Il ne serait pas fondé de faire de la classique distinction entre antijudaïsme et antisémitisme un usage tel que les deux catégories n’entretiendraient qu’un lointain rapport. Certes, les statuts de pureté de sang de la fin du XVe siècle introduisent une incontestable dimension raciale à la haine des Juifs. Mais l’antijudaïsme en est-il totalement dépourvu ? Non, répond l’autrice en insistant sur la violence d’une accusation, le plus inimaginable des crimes, celui « d’avoir fait mourir le seigneur ». L’accusation de déicide semble bien être « la matrice théologique du mythe de la conspiration juive » . On prête aux Juifs une nature conspirationniste dont ils n’auraient pas nécessairement conscience : le Juif n’existerait pas comme individu, mais comme une cellule d’un organisme plus large, tout entier orienté vers la conquête du pouvoir.

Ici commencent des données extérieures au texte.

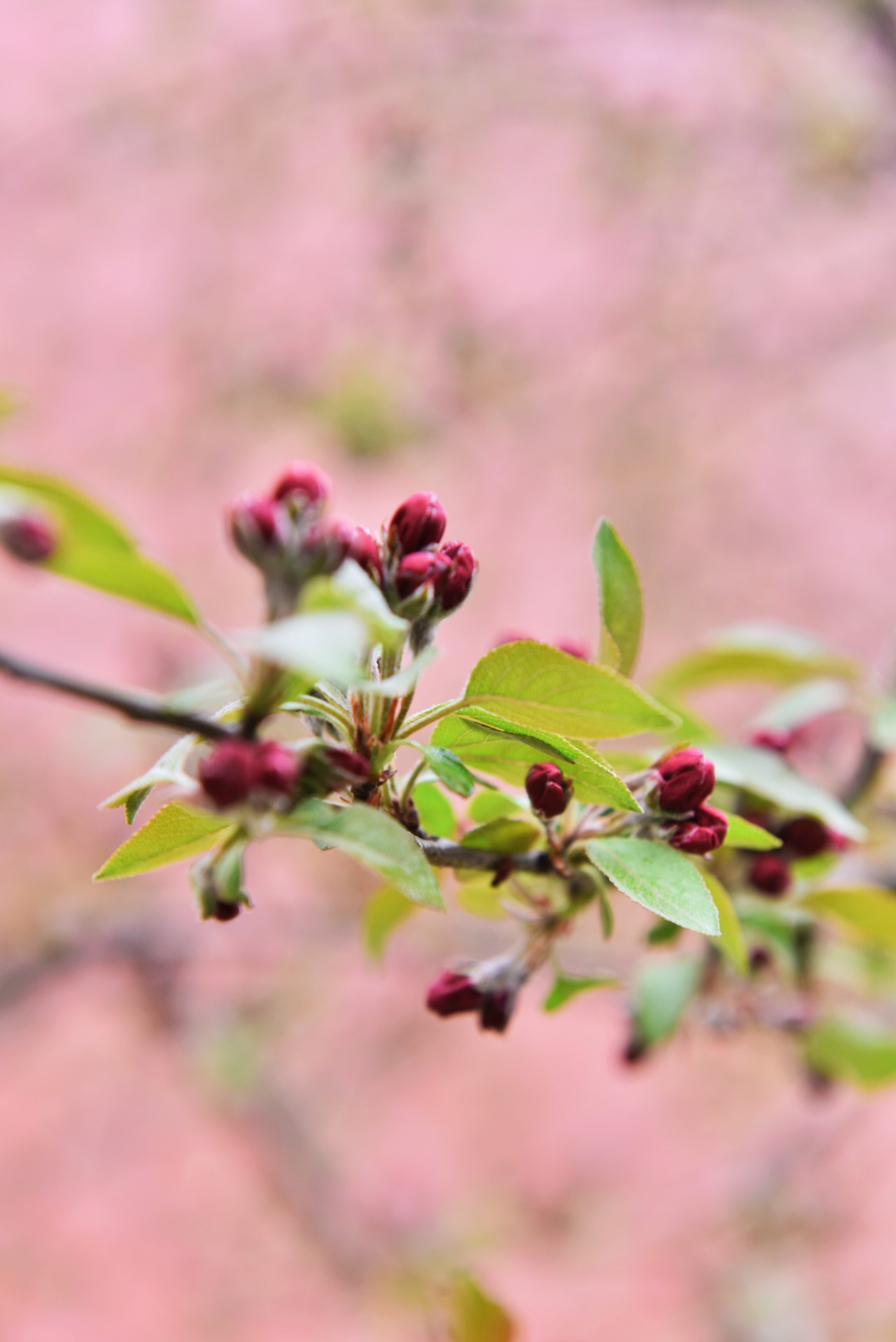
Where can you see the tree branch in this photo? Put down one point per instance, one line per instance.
(134, 706)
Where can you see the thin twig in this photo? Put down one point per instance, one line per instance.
(134, 706)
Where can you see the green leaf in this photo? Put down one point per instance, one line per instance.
(385, 910)
(867, 910)
(491, 804)
(175, 832)
(475, 1317)
(734, 948)
(93, 548)
(768, 776)
(505, 837)
(660, 995)
(853, 1051)
(622, 603)
(766, 654)
(660, 878)
(448, 769)
(373, 839)
(743, 834)
(491, 743)
(321, 646)
(538, 686)
(568, 986)
(435, 812)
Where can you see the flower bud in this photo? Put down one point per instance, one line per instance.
(549, 792)
(806, 837)
(365, 550)
(255, 526)
(704, 834)
(454, 582)
(420, 521)
(302, 482)
(687, 780)
(575, 648)
(454, 993)
(27, 537)
(228, 774)
(276, 769)
(416, 571)
(769, 874)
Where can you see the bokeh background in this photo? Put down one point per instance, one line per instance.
(552, 259)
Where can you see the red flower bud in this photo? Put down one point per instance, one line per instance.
(420, 521)
(365, 550)
(549, 792)
(29, 538)
(688, 778)
(770, 874)
(276, 769)
(454, 993)
(255, 525)
(704, 832)
(416, 571)
(452, 582)
(228, 774)
(302, 481)
(771, 740)
(806, 837)
(575, 648)
(346, 767)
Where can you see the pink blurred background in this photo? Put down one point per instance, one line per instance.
(552, 260)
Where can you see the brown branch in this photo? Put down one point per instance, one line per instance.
(136, 706)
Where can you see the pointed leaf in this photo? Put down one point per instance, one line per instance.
(93, 548)
(372, 838)
(660, 878)
(175, 832)
(538, 686)
(622, 603)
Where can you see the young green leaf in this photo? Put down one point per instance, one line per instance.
(867, 910)
(620, 596)
(490, 743)
(506, 837)
(373, 839)
(734, 948)
(93, 548)
(855, 1051)
(435, 812)
(538, 686)
(568, 986)
(660, 996)
(491, 804)
(743, 834)
(448, 769)
(175, 832)
(766, 774)
(660, 878)
(385, 910)
(752, 652)
(475, 1317)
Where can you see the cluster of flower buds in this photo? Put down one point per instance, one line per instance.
(286, 536)
(235, 772)
(424, 578)
(29, 537)
(549, 792)
(801, 837)
(489, 989)
(683, 781)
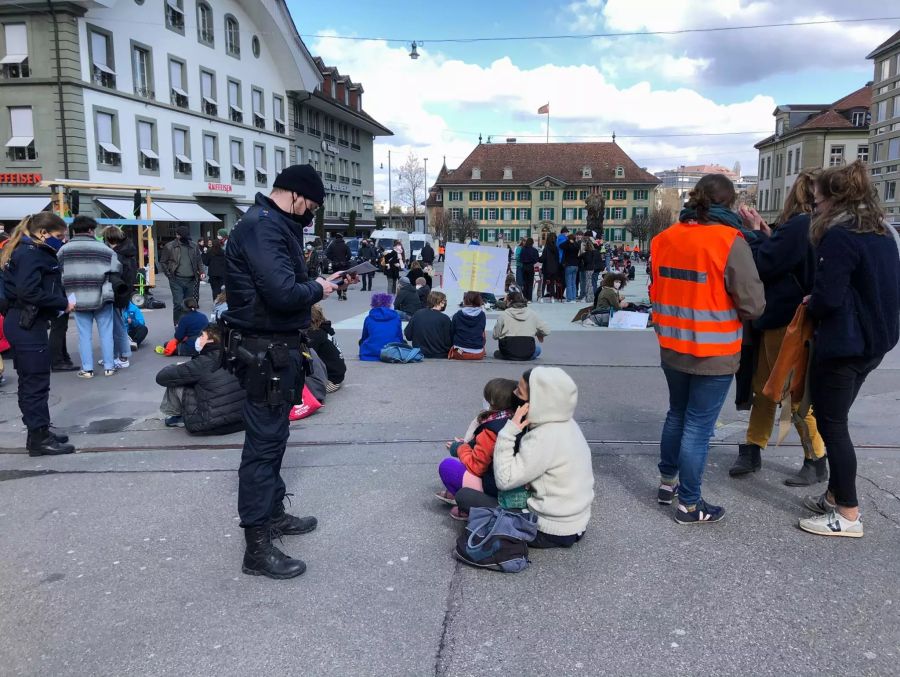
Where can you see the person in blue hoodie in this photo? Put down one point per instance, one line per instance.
(382, 326)
(468, 326)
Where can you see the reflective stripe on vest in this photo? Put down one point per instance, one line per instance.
(692, 310)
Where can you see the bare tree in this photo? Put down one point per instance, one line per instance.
(411, 183)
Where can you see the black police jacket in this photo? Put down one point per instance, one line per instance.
(266, 280)
(34, 278)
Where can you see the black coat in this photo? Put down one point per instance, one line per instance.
(213, 399)
(787, 267)
(266, 280)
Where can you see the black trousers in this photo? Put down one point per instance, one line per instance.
(32, 363)
(59, 326)
(834, 385)
(260, 485)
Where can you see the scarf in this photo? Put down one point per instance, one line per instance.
(720, 214)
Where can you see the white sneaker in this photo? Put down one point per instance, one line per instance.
(832, 523)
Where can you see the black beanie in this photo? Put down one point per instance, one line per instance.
(303, 180)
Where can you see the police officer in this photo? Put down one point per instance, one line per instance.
(270, 297)
(34, 294)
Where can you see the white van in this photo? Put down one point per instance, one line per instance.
(417, 242)
(384, 239)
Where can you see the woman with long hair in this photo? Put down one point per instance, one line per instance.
(786, 264)
(856, 305)
(33, 285)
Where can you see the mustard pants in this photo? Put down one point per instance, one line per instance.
(762, 412)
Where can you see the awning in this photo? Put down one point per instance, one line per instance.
(16, 208)
(19, 142)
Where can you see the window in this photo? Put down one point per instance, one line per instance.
(232, 36)
(142, 70)
(175, 16)
(21, 144)
(102, 65)
(259, 164)
(178, 83)
(108, 152)
(15, 62)
(278, 112)
(208, 92)
(836, 156)
(211, 156)
(259, 113)
(148, 158)
(181, 147)
(204, 24)
(237, 161)
(235, 112)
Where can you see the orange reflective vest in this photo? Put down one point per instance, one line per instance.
(692, 310)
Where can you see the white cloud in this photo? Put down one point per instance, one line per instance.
(427, 102)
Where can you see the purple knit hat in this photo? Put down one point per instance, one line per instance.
(382, 300)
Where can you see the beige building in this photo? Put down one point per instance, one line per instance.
(810, 136)
(512, 190)
(884, 131)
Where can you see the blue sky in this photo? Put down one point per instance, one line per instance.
(644, 86)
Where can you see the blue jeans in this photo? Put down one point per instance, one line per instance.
(84, 321)
(571, 277)
(694, 405)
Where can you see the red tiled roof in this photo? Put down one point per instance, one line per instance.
(533, 161)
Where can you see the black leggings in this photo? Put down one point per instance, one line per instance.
(834, 385)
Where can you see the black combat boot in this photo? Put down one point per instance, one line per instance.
(812, 472)
(289, 525)
(749, 460)
(263, 559)
(41, 442)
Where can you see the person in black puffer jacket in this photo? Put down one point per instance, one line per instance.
(200, 395)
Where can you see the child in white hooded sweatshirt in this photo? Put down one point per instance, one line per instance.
(552, 457)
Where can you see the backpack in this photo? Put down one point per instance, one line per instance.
(400, 353)
(497, 539)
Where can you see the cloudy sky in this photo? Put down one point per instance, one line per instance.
(674, 99)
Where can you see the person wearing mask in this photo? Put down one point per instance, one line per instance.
(786, 264)
(214, 260)
(528, 258)
(430, 329)
(86, 268)
(126, 252)
(855, 303)
(705, 285)
(519, 330)
(34, 293)
(181, 261)
(270, 298)
(200, 396)
(339, 254)
(367, 253)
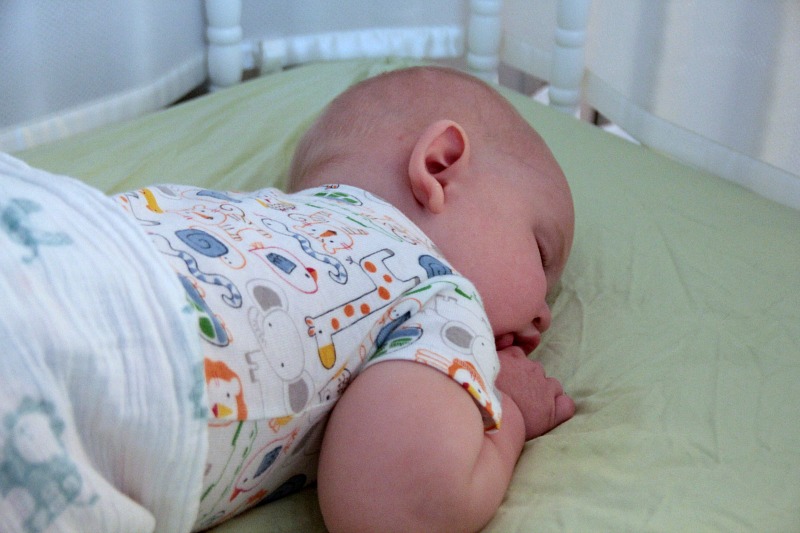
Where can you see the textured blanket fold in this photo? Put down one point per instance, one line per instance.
(102, 400)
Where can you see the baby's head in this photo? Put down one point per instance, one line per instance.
(459, 161)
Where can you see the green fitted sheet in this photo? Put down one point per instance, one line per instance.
(676, 329)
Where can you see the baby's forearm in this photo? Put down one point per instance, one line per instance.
(405, 450)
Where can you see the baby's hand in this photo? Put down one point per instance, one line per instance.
(540, 399)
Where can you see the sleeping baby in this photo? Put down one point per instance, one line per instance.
(174, 355)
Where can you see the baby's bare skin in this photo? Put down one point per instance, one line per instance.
(405, 448)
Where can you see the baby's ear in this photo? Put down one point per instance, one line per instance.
(439, 153)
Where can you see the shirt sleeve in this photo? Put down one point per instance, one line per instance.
(441, 323)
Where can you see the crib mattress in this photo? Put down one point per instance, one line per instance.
(676, 327)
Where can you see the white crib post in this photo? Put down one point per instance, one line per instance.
(566, 73)
(224, 34)
(484, 29)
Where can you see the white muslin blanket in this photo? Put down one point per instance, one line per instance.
(102, 398)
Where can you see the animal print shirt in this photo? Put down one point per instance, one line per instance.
(295, 295)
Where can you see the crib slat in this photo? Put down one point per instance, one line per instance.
(566, 72)
(484, 29)
(224, 33)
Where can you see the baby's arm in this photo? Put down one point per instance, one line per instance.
(405, 450)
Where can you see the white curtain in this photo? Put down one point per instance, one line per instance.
(71, 65)
(714, 83)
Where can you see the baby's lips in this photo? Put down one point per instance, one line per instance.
(527, 343)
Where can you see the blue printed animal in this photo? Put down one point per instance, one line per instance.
(15, 220)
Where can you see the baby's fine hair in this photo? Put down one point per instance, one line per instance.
(398, 105)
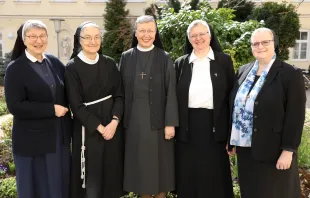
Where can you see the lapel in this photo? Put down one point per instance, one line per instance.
(36, 75)
(240, 80)
(58, 81)
(216, 77)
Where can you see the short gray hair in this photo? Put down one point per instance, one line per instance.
(144, 19)
(195, 23)
(89, 24)
(32, 24)
(262, 30)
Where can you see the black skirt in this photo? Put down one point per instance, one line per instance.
(202, 164)
(263, 180)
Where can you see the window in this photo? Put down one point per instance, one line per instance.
(62, 1)
(1, 45)
(301, 47)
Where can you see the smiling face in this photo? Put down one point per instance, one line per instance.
(199, 37)
(145, 34)
(262, 45)
(35, 40)
(90, 40)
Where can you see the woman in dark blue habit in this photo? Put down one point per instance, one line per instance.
(35, 95)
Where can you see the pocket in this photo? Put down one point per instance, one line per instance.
(278, 129)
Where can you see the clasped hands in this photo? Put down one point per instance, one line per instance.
(60, 111)
(108, 131)
(284, 162)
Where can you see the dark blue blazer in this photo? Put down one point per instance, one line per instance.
(31, 102)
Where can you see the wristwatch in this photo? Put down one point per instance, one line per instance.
(114, 118)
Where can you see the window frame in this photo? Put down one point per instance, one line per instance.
(299, 49)
(1, 42)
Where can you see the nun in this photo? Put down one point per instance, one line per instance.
(41, 134)
(205, 76)
(150, 114)
(96, 98)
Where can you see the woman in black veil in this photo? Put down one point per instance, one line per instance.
(35, 96)
(95, 94)
(205, 76)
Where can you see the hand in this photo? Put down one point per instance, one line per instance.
(285, 160)
(232, 152)
(109, 130)
(169, 132)
(60, 110)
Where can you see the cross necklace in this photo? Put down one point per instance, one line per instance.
(142, 74)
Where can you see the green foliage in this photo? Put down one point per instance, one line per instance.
(154, 10)
(3, 108)
(175, 4)
(6, 158)
(118, 29)
(304, 147)
(6, 127)
(194, 4)
(234, 36)
(243, 8)
(283, 20)
(8, 188)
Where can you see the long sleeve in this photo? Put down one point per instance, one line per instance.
(118, 94)
(88, 120)
(171, 115)
(16, 98)
(294, 112)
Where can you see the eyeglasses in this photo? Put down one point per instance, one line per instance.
(201, 34)
(145, 31)
(264, 43)
(89, 38)
(35, 37)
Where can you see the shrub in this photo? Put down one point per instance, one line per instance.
(304, 148)
(8, 188)
(3, 108)
(6, 127)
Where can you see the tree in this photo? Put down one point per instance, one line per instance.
(243, 8)
(234, 36)
(154, 10)
(175, 4)
(118, 29)
(194, 4)
(283, 20)
(3, 65)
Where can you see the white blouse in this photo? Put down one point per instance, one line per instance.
(201, 89)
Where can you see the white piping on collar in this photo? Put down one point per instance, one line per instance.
(87, 60)
(145, 49)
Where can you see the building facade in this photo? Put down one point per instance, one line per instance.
(73, 12)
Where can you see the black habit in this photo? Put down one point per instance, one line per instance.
(202, 163)
(279, 113)
(104, 158)
(150, 105)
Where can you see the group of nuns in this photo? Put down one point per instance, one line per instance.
(148, 125)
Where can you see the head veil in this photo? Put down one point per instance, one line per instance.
(214, 43)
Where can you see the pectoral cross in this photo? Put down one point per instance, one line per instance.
(142, 75)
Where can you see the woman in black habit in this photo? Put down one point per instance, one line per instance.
(41, 134)
(150, 113)
(205, 76)
(96, 99)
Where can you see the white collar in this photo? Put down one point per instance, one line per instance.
(32, 58)
(193, 56)
(87, 60)
(145, 49)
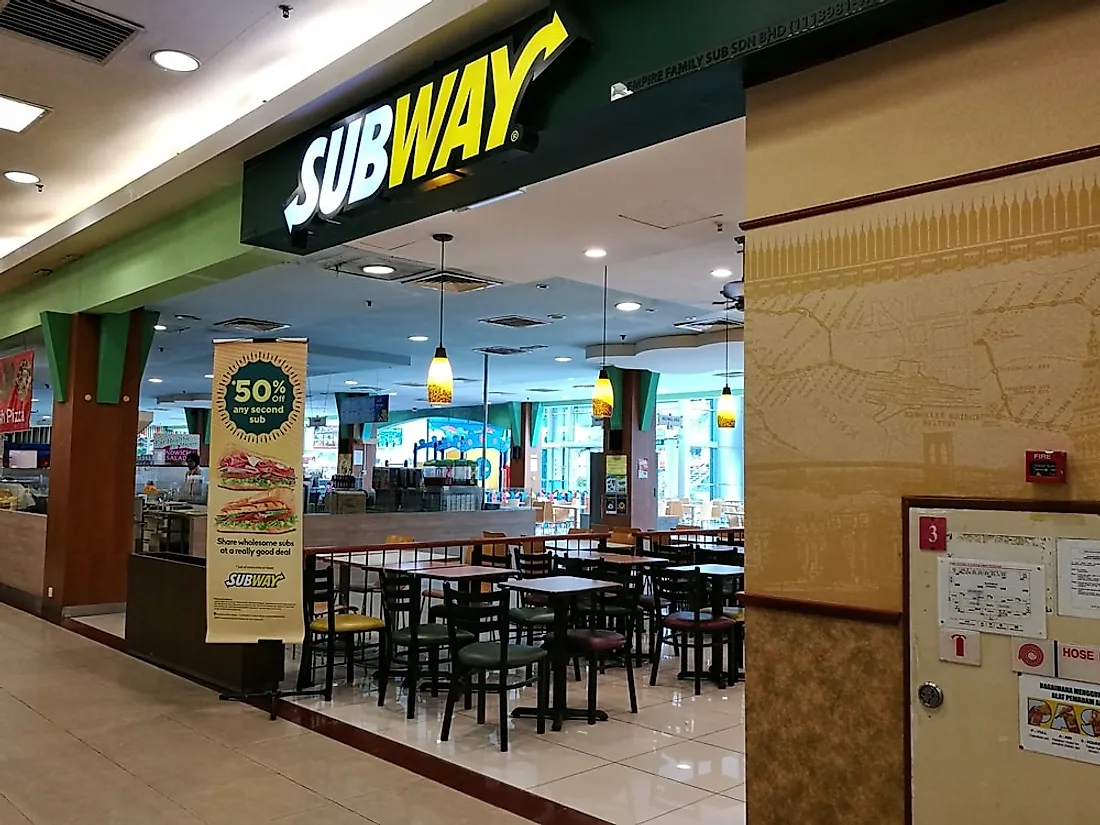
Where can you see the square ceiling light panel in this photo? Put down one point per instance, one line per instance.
(15, 116)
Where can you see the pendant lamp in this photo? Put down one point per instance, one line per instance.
(440, 375)
(727, 408)
(603, 396)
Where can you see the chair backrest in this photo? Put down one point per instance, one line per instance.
(479, 613)
(534, 564)
(675, 554)
(579, 567)
(319, 591)
(400, 600)
(681, 590)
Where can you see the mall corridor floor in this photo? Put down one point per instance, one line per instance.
(89, 736)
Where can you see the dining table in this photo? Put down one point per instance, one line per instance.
(560, 591)
(718, 574)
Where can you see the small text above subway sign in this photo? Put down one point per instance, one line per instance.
(771, 35)
(465, 113)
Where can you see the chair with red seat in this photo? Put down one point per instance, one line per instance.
(690, 598)
(611, 622)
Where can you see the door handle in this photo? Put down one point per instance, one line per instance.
(930, 695)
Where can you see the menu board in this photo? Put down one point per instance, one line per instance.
(997, 597)
(254, 531)
(17, 383)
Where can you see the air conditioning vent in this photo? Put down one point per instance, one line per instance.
(710, 325)
(251, 325)
(508, 350)
(69, 25)
(453, 282)
(515, 321)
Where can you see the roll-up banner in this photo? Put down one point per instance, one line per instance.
(254, 530)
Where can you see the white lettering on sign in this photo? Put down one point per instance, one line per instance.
(1080, 662)
(436, 128)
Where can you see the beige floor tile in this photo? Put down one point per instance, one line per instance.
(612, 740)
(329, 768)
(715, 810)
(531, 760)
(688, 723)
(255, 802)
(732, 738)
(10, 814)
(330, 814)
(234, 725)
(737, 793)
(692, 762)
(620, 795)
(424, 803)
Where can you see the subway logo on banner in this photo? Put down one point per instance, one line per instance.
(464, 114)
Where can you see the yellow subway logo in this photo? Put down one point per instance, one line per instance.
(464, 114)
(255, 581)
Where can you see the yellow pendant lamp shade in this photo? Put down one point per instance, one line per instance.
(440, 375)
(440, 380)
(727, 409)
(603, 396)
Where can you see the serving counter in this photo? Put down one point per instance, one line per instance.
(22, 556)
(373, 528)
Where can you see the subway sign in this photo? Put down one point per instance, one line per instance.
(448, 121)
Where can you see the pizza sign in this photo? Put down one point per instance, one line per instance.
(17, 383)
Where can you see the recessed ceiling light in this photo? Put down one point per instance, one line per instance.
(22, 177)
(15, 116)
(173, 61)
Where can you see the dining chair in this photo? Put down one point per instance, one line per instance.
(326, 623)
(605, 612)
(400, 606)
(690, 601)
(486, 615)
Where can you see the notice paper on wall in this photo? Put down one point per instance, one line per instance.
(1059, 717)
(1079, 578)
(996, 597)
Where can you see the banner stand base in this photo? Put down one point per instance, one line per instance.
(275, 693)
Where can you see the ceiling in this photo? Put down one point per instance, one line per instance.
(657, 212)
(125, 131)
(532, 245)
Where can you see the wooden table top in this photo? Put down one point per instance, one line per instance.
(559, 585)
(716, 570)
(571, 546)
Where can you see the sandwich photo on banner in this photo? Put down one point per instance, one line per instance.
(254, 506)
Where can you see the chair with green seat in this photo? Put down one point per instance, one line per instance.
(486, 615)
(535, 612)
(321, 614)
(400, 606)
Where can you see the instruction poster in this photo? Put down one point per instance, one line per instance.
(1060, 718)
(254, 530)
(997, 597)
(1079, 578)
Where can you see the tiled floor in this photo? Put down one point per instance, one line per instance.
(89, 736)
(679, 761)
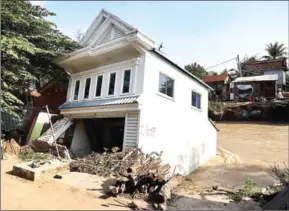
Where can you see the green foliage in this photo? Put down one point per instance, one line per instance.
(28, 154)
(217, 106)
(247, 191)
(197, 70)
(275, 51)
(29, 46)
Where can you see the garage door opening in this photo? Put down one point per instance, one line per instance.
(105, 133)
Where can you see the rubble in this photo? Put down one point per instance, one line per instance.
(136, 174)
(45, 147)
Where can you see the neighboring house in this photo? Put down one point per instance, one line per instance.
(125, 93)
(220, 84)
(256, 86)
(269, 67)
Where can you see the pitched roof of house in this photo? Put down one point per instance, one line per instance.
(129, 29)
(271, 77)
(215, 78)
(102, 102)
(161, 55)
(268, 65)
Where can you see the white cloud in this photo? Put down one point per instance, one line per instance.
(246, 34)
(40, 3)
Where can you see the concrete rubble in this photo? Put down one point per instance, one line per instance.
(38, 169)
(133, 174)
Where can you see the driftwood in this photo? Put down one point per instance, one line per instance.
(280, 201)
(227, 190)
(137, 174)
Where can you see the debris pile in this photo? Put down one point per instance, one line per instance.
(136, 174)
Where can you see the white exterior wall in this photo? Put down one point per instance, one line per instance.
(80, 144)
(281, 75)
(183, 133)
(136, 66)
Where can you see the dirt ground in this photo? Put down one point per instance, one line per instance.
(20, 194)
(258, 146)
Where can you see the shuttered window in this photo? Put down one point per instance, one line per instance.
(87, 88)
(196, 100)
(98, 86)
(111, 84)
(76, 90)
(126, 81)
(166, 85)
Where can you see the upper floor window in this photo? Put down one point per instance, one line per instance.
(76, 90)
(196, 100)
(126, 81)
(87, 88)
(98, 86)
(166, 85)
(111, 84)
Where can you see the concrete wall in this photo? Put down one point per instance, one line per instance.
(80, 144)
(173, 126)
(136, 66)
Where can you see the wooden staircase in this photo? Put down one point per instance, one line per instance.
(59, 128)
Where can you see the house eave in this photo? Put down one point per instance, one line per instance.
(100, 109)
(181, 69)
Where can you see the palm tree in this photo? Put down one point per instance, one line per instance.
(275, 51)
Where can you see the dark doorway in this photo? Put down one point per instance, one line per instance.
(105, 133)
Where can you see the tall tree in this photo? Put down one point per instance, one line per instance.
(197, 70)
(29, 46)
(275, 51)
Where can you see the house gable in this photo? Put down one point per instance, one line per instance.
(105, 28)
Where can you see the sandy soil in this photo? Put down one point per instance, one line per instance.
(17, 193)
(258, 146)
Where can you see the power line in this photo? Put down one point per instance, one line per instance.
(221, 63)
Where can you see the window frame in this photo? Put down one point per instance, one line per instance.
(111, 95)
(195, 107)
(96, 84)
(89, 90)
(73, 90)
(173, 91)
(130, 81)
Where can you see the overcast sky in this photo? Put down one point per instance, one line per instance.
(204, 32)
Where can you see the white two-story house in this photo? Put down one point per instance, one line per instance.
(123, 92)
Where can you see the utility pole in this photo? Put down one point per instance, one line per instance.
(239, 66)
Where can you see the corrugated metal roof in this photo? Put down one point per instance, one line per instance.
(157, 52)
(215, 78)
(102, 102)
(272, 77)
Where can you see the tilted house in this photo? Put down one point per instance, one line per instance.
(125, 93)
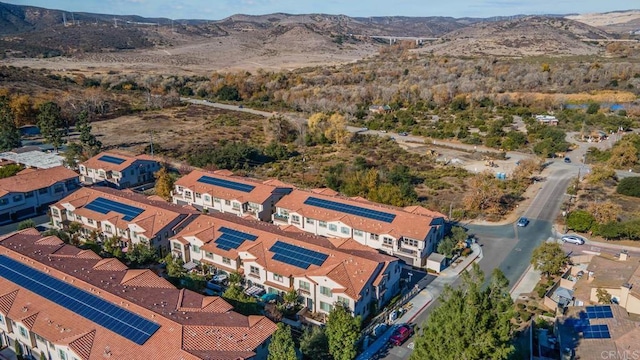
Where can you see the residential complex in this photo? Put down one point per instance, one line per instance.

L’antijudaïsme chrétien a ainsi fait de la figure du Juif « l’archétype de l’altérité menaçante » ; menaçante mais aussi, écrit l’autrice, intime.
Nul n’en a mieux rendu compte qu’Albert Cohen, dans O vous frères humains, lorsqu’il évoque le souvenir de sa rencontre avec la haine d’un camelot, le jour de ses dix ans : « Soudain je le connais tel qu’il est, je suis son frère et son jumeau, et par pitié et tendresse de pitié je suis lui-même, lui-même devenu, tandis que je le revois […], pauvre fils de pauvres, pauvre incapable et démuni qui veut un ennemi responsable de sa vie misérable, et qui croit que sa haine est juste et louable et s’en console » . Ce que saisissent les mots magnifiques de l’écrivain, Brigitte Stora cherche à le montrer par d’autres moyens. Fondés sur une véritable érudition, ils emportent la conviction.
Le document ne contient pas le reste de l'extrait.